Harvard University brought out the best in Abhijit Banerjee. Not only did it establish him as the ‘Abhijit Banerjee economist,’ but it was also home to some of his most influential research work. His doctoral thesis ‘Essays in Information Economics’ earned him his PhD in 1988. Most of Banerjee’s work centres around finding out how government programs are effective in improving the lives of people. A veteran in the field of development economics, Banerjee feels that field experiments help to develop casual relationships in economics. He has been working in this area for decades now, and some of his work has produced path-breaking results.
To understand this better, let us consider an example. All of us are aware of the pulse polio immunization program wherein the government provides free polio vaccinations to children under 5 years of age. Yet, it was seen that parents did not bring their wards to the polio booth. The low turnout rate at polio booths was observed in several Indian states with Rajasthan pioneering in the list. Banerjee flew to Rajasthan and initiated an experiment wherein pulses were given to parents as a reward for bringing their children to the immunization booths. The experiment was a massive success, and the immunization rate at the state shot up.
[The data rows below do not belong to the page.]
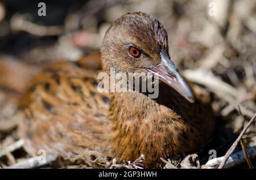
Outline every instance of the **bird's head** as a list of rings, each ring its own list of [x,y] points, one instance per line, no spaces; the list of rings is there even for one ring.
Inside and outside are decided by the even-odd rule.
[[[126,14],[106,31],[101,49],[106,72],[158,74],[160,81],[175,89],[190,102],[193,94],[171,60],[168,35],[153,16],[143,12]]]

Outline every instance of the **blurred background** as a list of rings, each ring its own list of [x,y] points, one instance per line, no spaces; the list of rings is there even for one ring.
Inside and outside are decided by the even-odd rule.
[[[40,2],[46,16],[38,15]],[[172,59],[216,112],[211,148],[225,154],[256,111],[255,0],[0,0],[0,148],[18,139],[17,101],[34,75],[98,49],[111,23],[134,11],[167,29]],[[247,146],[256,145],[255,132],[254,123]]]

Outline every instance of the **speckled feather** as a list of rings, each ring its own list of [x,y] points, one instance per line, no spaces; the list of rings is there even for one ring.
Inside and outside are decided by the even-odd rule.
[[[127,54],[130,44],[142,50],[139,60]],[[103,70],[146,72],[159,63],[162,50],[168,54],[167,33],[161,24],[144,13],[126,14],[106,33],[101,49]],[[145,167],[155,167],[161,157],[196,151],[212,132],[209,104],[196,98],[191,104],[164,83],[154,100],[139,92],[100,93],[98,72],[63,62],[35,78],[20,106],[24,115],[22,136],[35,150],[68,156],[89,148],[130,161],[143,153]]]

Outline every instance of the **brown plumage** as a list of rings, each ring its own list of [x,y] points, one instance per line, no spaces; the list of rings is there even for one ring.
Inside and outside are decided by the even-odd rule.
[[[129,54],[131,46],[140,51],[139,57]],[[35,78],[20,104],[24,115],[20,134],[35,152],[44,149],[68,156],[89,148],[131,161],[143,153],[149,168],[161,157],[197,150],[213,130],[212,110],[196,96],[193,99],[180,76],[158,20],[142,12],[123,15],[106,32],[101,50],[108,73],[111,67],[117,72],[163,73],[159,97],[99,93],[97,75],[102,70],[74,63],[51,65]],[[164,61],[168,67],[163,72]]]

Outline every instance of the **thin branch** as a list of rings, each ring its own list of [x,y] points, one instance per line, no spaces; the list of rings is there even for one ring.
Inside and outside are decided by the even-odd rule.
[[[245,146],[245,143],[243,139],[242,138],[240,140],[241,145],[242,146],[242,149],[243,149],[243,155],[245,156],[245,160],[246,160],[247,164],[250,167],[250,169],[254,169],[254,166],[251,163],[251,160],[250,159],[248,153],[247,152],[246,147]]]
[[[254,121],[255,118],[256,118],[256,113],[255,113],[254,115],[251,118],[251,119],[250,120],[250,121],[248,122],[248,123],[243,127],[243,130],[242,132],[241,132],[240,135],[237,138],[236,141],[234,142],[234,143],[232,144],[232,145],[230,147],[229,149],[226,152],[226,155],[225,155],[224,158],[223,158],[222,161],[221,162],[220,166],[218,167],[218,169],[222,169],[225,164],[226,164],[226,161],[228,161],[228,158],[229,156],[230,156],[231,154],[233,152],[234,150],[235,149],[237,145],[237,144],[238,144],[238,142],[241,139],[242,137],[243,136],[245,133],[246,132],[246,130],[249,127],[249,126],[251,125],[251,124],[253,123],[253,121]]]
[[[20,162],[6,167],[6,169],[32,169],[48,164],[56,160],[57,156],[49,155],[46,157],[46,161],[41,162],[42,157],[36,156],[30,158]]]
[[[240,106],[238,105],[238,107],[239,113],[243,117],[243,122],[245,122],[245,117],[243,117],[243,115],[242,113],[242,111],[241,110],[241,109],[240,109]],[[247,153],[246,146],[245,145],[245,142],[244,142],[243,138],[242,138],[241,139],[240,143],[241,143],[241,145],[242,147],[242,149],[243,150],[243,155],[245,156],[245,160],[246,160],[247,164],[248,164],[248,165],[249,166],[250,169],[254,169],[254,166],[253,166],[253,164],[251,163],[251,160],[250,159],[250,157],[249,157],[248,154]]]
[[[248,155],[251,158],[256,157],[256,147],[247,148]],[[214,158],[209,160],[205,165],[201,166],[203,169],[217,169],[223,161],[225,156]],[[242,151],[232,154],[228,159],[225,168],[230,168],[245,162],[245,157]]]

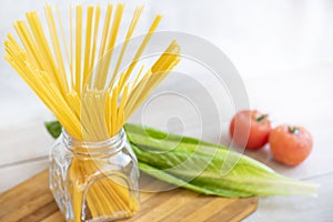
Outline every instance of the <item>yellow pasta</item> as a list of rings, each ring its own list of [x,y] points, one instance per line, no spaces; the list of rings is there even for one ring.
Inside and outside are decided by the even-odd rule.
[[[161,21],[162,17],[157,16],[141,46],[133,53],[132,62],[119,73],[143,10],[143,7],[138,7],[129,22],[120,54],[114,59],[115,68],[110,71],[124,6],[117,4],[113,16],[112,10],[113,6],[108,4],[102,18],[99,6],[87,9],[77,6],[74,10],[70,8],[67,42],[59,9],[57,8],[54,18],[53,8],[46,6],[47,27],[42,27],[37,12],[28,12],[28,22],[17,21],[13,24],[21,44],[10,33],[4,41],[6,60],[53,112],[65,131],[71,137],[88,142],[102,141],[115,135],[150,92],[180,61],[180,47],[172,41],[148,71],[143,71],[142,65],[138,73],[133,73]],[[101,29],[100,21],[103,21]],[[63,54],[67,59],[63,59]],[[109,80],[108,73],[112,74]],[[134,75],[132,83],[131,75]],[[80,151],[83,148],[74,149]],[[99,163],[93,160],[74,158],[69,176],[73,181],[85,183],[85,175],[93,175],[101,167],[97,164]],[[80,221],[83,192],[73,185],[69,188],[69,193],[73,203],[74,221]],[[119,211],[130,216],[139,209],[139,203],[128,194],[128,190],[109,176],[100,179],[89,188],[85,201],[93,218],[117,214]]]

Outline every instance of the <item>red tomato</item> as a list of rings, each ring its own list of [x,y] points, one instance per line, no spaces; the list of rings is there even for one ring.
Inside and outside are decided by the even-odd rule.
[[[273,158],[286,165],[297,165],[311,153],[310,132],[302,127],[280,125],[270,134]]]
[[[233,142],[246,149],[258,150],[269,141],[271,122],[266,114],[256,110],[243,110],[236,113],[230,124]]]

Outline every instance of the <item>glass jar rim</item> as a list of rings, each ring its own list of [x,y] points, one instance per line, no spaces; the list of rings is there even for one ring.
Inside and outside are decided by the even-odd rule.
[[[127,134],[122,128],[117,134],[101,141],[85,141],[71,137],[68,131],[62,128],[62,141],[68,150],[81,155],[101,155],[114,154],[123,149],[127,142]]]

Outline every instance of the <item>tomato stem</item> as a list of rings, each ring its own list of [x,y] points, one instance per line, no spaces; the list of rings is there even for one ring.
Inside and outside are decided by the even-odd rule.
[[[290,125],[287,127],[289,132],[293,133],[293,134],[297,134],[300,132],[299,128]]]
[[[264,119],[266,119],[269,115],[268,114],[262,114],[260,117],[254,118],[256,122],[262,122]]]

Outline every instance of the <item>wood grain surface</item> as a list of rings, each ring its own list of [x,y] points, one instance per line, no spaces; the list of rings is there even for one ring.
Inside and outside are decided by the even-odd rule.
[[[141,174],[142,190],[167,183]],[[199,194],[185,189],[163,192],[141,192],[141,209],[132,221],[240,221],[256,209],[258,198],[225,199]],[[0,221],[62,222],[48,186],[48,171],[34,175],[0,195]]]

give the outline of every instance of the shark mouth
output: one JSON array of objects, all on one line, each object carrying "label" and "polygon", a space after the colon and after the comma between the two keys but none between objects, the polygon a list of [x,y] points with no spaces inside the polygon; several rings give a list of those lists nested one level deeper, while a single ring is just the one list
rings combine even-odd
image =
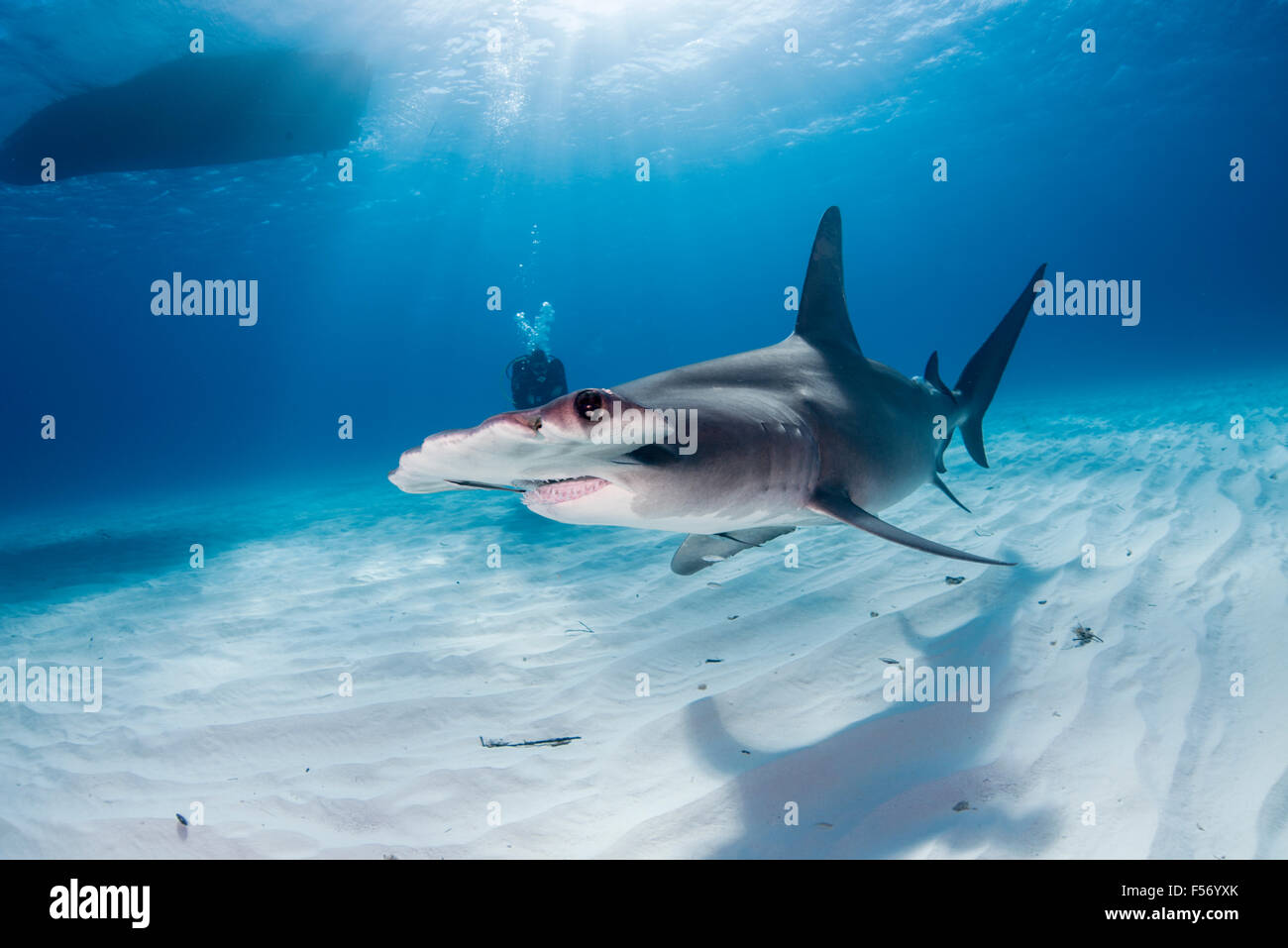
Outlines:
[{"label": "shark mouth", "polygon": [[515,482],[523,488],[523,502],[528,506],[540,504],[550,506],[553,504],[567,504],[572,500],[581,500],[595,491],[608,487],[603,478],[562,478],[559,480],[520,480]]}]

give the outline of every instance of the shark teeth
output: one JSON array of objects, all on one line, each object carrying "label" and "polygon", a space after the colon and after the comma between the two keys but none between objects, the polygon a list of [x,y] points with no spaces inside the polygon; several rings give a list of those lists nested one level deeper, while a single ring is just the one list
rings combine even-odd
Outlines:
[{"label": "shark teeth", "polygon": [[595,491],[608,487],[603,478],[563,478],[560,480],[523,480],[515,482],[523,487],[523,502],[528,506],[533,504],[565,504],[578,500]]}]

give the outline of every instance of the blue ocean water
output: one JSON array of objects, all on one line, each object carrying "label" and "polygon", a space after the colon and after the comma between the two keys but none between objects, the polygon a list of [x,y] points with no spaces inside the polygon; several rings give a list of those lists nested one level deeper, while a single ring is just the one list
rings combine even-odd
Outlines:
[{"label": "blue ocean water", "polygon": [[[63,97],[188,55],[193,28],[207,54],[353,53],[372,86],[361,138],[337,152],[0,184],[0,622],[26,653],[48,632],[68,661],[116,661],[117,680],[143,683],[129,698],[140,733],[169,733],[148,716],[169,699],[202,712],[196,692],[153,697],[153,656],[179,661],[179,641],[210,643],[215,666],[241,680],[238,662],[285,648],[269,614],[278,592],[292,627],[318,632],[317,656],[299,661],[319,668],[361,661],[352,643],[375,650],[374,623],[407,609],[438,630],[451,616],[504,625],[511,603],[520,616],[544,603],[558,635],[644,616],[668,595],[674,537],[614,532],[614,564],[638,554],[656,578],[596,607],[598,592],[560,585],[573,567],[559,559],[576,547],[589,562],[594,528],[540,520],[507,497],[403,495],[386,473],[425,435],[510,407],[505,366],[524,349],[515,316],[544,303],[574,389],[781,340],[795,319],[784,290],[800,287],[832,205],[858,339],[909,376],[938,350],[954,379],[1043,261],[1069,280],[1139,281],[1133,326],[1032,316],[985,424],[1036,464],[1045,448],[1030,431],[1059,433],[1070,483],[1088,484],[1077,502],[1097,515],[1126,506],[1153,528],[1150,517],[1173,513],[1095,493],[1127,465],[1148,480],[1141,459],[1160,456],[1155,444],[1132,457],[1123,431],[1212,435],[1236,412],[1282,430],[1283,3],[18,0],[0,10],[0,138]],[[352,182],[337,178],[343,157]],[[155,314],[152,283],[176,272],[258,281],[258,322]],[[1088,406],[1117,417],[1118,441],[1091,441]],[[1065,415],[1079,421],[1051,421]],[[337,437],[341,416],[352,438]],[[1083,437],[1123,450],[1092,456]],[[974,498],[1006,489],[1005,477],[954,464]],[[1075,493],[1052,496],[1073,505]],[[1032,495],[1030,507],[1047,504]],[[507,563],[542,582],[501,595],[479,567],[434,586],[433,603],[398,599],[389,617],[359,608],[371,577],[437,565],[461,536],[504,537]],[[846,536],[826,542],[857,542]],[[242,547],[236,576],[250,585],[211,569],[192,578],[198,540],[211,562]],[[1064,541],[1075,562],[1081,535]],[[453,589],[462,581],[468,592]],[[1048,595],[1037,580],[1024,589]],[[488,595],[501,604],[471,612]],[[893,613],[893,594],[862,595],[873,599],[857,599],[855,614]],[[1153,608],[1148,598],[1131,608]],[[719,612],[748,607],[730,595]],[[1066,625],[1084,617],[1070,611]],[[188,638],[166,645],[171,632]],[[406,643],[408,654],[425,645]],[[202,697],[224,711],[243,697],[220,692],[215,674]],[[44,739],[22,726],[6,737],[15,756]],[[194,747],[194,766],[222,765],[219,748]],[[36,836],[0,826],[9,853],[53,851]]]},{"label": "blue ocean water", "polygon": [[[3,504],[383,477],[425,434],[507,407],[513,316],[546,300],[573,386],[773,343],[833,204],[859,339],[908,375],[939,349],[952,377],[1045,260],[1141,281],[1141,321],[1032,321],[1003,392],[1135,386],[1166,412],[1168,386],[1275,372],[1285,19],[1274,3],[9,5],[5,131],[185,54],[193,27],[211,52],[354,52],[374,86],[352,183],[332,155],[0,191]],[[153,316],[149,285],[175,270],[258,280],[259,323]]]}]

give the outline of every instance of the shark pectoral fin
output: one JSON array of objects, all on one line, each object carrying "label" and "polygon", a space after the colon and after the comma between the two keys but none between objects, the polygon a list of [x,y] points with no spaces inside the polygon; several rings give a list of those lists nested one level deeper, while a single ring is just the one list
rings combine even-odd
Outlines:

Things like this led to intellectuals taking the views of Abhijit Banerjee on Indian economy very seriously.
Over the years, Abhijit Banerjee taught economics at Princeton University and Harvard University. Today, he is associated with the Ford Foundation Internal Professor of Economics at MIT.
With Abhijit Banerjee winning the Nobel Prize in Economics with his wife Esther Duflo, it is indeed a proud moment for all of us. Indeed, society cannot thank him enough for his work in alleviating global poverty. With the efforts of economists like him and the support of government bodies, the world will indeed rise to a new era of economic upliftment and equal opportunities.